Do a jet engine’s turbines actively pull air into the engine once the turbines begin to spin? (Both during the starter motor phase and also during flight at higher speeds)
And does the front half of the engine produce a substantial amount of drag as it is travelling at high speeds? (not including the thrust coming from the back)
If anyone could help it would be much appreciated!
*I’m thinking about axial and turbofan jet engines, but am curious about all types, *apart from pulse jets*
Cheers!
In: 3
Generally speaking, jet engines has 6 main parts; fan, compressor, combustor, turbine, mixer and nozzle. The fan pulls air in, a compressor compresses the air. Then fuel is added in the combustor. The fuel air mixture is ignited with an ignition source which forces the mixture of gasses to rapid expand and shoot out the nozzle providing thrust. As the gasses pass through the nozzle it passes over a turbine which is connected to the compressor via a shaft. Spinning the turbine spins the compressor. The nozzle may be preceded by a mixer which combines the hot air coming from the engine with the lower temperature air that was bypassed at the fan. The mixer helps to make the engine quieter.
Check out this link from nasa for more information on each type of jet engine.
https://www.grc.nasa.gov/www/k-12/UEET/StudentSite/engines.html
Yes. There is loads of research being done to minimise the drag effect of jet engines.
Typically a turbofan on modern jets will be a high
-bypass ratio engine, meaning a high ratio of the air sucked into it won’t go through the engine core.
I can’t recall offhand but the CFM-56 is around 80% bypass, meaning only a small fraction of the air sucked in actually gets “used” by the engine. Most of it goes around the core, having been propelled by the intake fan and spat out the back as thrust.
The core of the engine is there to power the large fan. While there is of course some thrust from the expanding heated gasses of the “jet” the majority of the thrust is just the air. Think super efficient, self contained propeller. Not quite but the idea is solid enough.
>Do a jet engine’s turbines actively pull air into the engine once the turbines begin to spin?
Yes, there are alternating stages of rotating compressor blades and fixed stator blades, which increase pressure. This high pressure air is then heated further by burning fuel, expanded through nozzles to turn that heat and pressure back into speed, and then that speed is captured by the spinning blades in the turbine, turning it into mechanical energy that rotates the compressor and fan.
>And does the front half of the engine produce a substantial amount of drag as it is travelling at high speeds? (not including the thrust coming from the back)

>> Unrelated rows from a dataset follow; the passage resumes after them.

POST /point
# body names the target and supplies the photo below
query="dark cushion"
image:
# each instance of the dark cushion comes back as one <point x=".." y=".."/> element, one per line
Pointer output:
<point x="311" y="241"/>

Not as much as you’d expect. Most of the thrust comes from the fan blades forcing air through the bypass duct. When you look at an engine from the front you see a wall of blades, but the air flowing through the engine sees those blades edge on. Though it is a lot of drag if the engines aren’t running.
Aircraft mechanic here:
Drag: The engine sucks air from the front, faster than the air is hitting it, let’s say. So it’s not making drag, it’s actually pulling itself forward like a propeller. What makes drag is the nacelle but you can’t really do otherwise. The nacelle is basically the best way to cover the engine, protect the engine and streamline the airflow to the engine and around it. Technically we can say it’s drag, but it’s drag you can’t do without. If you shut down an engine in flight, the entire thing will make some drag, not little, not the end of the world.
Pulling air: yes, it pulls water, tarmac, rabbits, bolts, shoes, people, and whatever you leave on the floor into it. Definitely sucking stuff.
Turbines: no, the turbine is a windmill that is moved by the hot gases provided by the combustion chamber. The combustion chamber is a glorified kerosene stove. The compressor is the one that sucks the air. The Fan is the first stage of the compressor in a turbofan and does suck a lot of air. A fraction of the fan air will then get sucked into the next compressor stages while a lot of this air is just shot out of the back of the engine and it’s what gives you a big chunk of the engine thrust.
Any combustion engine works on 4 basic principles. Suck, squeeze, bang, blow.
Suck: air is drawn into the engine, In this case the first stages, also called fan stages.
Squeeze: through multiple stages the air is compressed using rotor and stator blades as the passage gets smaller.
Bang: in the combustion chamber air and fuel are mixed in a heat resistant basket looking thing that is coated in a ceramic dip and has a bunch of holes to let the air pass through. The heat of the combustion keeps the reaction going continuously, and a bunch of sensors monitor the air/fuel mixture, temp, load, rps, etc.
Blow: the exhaust goes out the combustion chamber through the turbine stages. Those turbine stages act as the driving force for the fan and compressor stages (the rotor can be hollow and in 2 separate pieces allowing the fan and compressor to spin at different speeds). The turbine uses the high enthalpy (a form of molecular kinetic energy) of the exhaust gasses to make them spin. Then lastly the combustion air is then directed out the exhaust, depending on how the jet engine is used, that can be as thrust, or just let out as most of the energy was converted into the rotational kinetic energy of the rotor.